Example 1 is a device for transfer learning in a machine-learning (ML) model, the device comprising: an interface configured to access media that includes data in a target domain; a memory including instructions; and processing circuitry that, when in operation, is configured by the instructions to: execute a transport process on the data to shift the data towards a source domain and create input data, the transport process including: creating synthetic data based on a portion of the data and a constraint; combining the synthetic data with the data to create interim data; and applying a transformation to the interim data to shift the interim data to the source domain; and invoke a ML model on the input data to obtain a result, the ML model trained on data from the source domain to produce output.
In Example 2, the subject matter of Example 1, wherein the data is sparse in the target domain, the data sampled non-uniformly in the target domain label space including a gap beyond a threshold.
In Example 3, the subject matter of Example 2, wherein the synthetic data fills a portion of the gap in the target domain.
In Example 4, the subject matter of Example 3, wherein the portion of the data is at an edge of the gap, and wherein, to create the synthetic data based on the portion of the data, the processing circuitry is configured to smear the portion of the data to fill the portion of the gap.
In Example 5, the subject matter of any of Examples 1-4, wherein the constraint is a distribution of values.

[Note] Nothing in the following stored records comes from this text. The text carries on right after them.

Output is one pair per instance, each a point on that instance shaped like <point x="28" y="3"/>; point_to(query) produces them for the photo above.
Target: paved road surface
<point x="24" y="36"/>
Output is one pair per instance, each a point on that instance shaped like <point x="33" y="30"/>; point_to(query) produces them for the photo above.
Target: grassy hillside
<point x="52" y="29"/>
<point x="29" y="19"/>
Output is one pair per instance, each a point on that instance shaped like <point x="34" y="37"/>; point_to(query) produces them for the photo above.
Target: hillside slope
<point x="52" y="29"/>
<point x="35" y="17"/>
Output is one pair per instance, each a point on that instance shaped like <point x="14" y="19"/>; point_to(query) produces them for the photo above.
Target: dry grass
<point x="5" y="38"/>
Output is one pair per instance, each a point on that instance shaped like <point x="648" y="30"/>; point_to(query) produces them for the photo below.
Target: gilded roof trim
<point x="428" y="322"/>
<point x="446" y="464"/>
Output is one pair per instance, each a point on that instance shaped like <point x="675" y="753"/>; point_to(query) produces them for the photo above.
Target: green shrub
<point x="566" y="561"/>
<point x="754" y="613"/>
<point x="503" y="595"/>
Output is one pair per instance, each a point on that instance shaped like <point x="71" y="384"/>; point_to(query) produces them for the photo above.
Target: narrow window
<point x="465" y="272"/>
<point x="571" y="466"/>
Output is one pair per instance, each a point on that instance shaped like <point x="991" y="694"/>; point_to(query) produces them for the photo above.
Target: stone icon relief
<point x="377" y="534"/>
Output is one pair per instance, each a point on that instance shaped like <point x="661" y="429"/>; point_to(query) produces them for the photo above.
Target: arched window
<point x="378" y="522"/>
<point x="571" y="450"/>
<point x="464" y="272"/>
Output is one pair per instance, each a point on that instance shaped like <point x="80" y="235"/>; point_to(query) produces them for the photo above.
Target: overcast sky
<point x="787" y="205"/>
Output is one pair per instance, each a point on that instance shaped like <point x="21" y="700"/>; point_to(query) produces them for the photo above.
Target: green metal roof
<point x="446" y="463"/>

In Example 6, the subject matter of Example 5, wherein, to create the synthetic data based on the constraint, the processing circuitry is configured to maintain the distribution when creating new values in a dimension of the synthetic data.
In Example 7, the subject matter of any of Examples 1-6, wherein the constraint is a configurable parameter obtained from a configuration or a user interface.
In Example 8, the subject matter of any of Examples 1-7, wherein the transformation is created through training process to map a data point from the target domain to a corresponding data point in the target domain.
In Example 9, the subject matter of Example 8, wherein Sliced Wasserstein Transport (SWT) is used as a loss function in the training process to obtain an optimal transport from the target domain to the source domain.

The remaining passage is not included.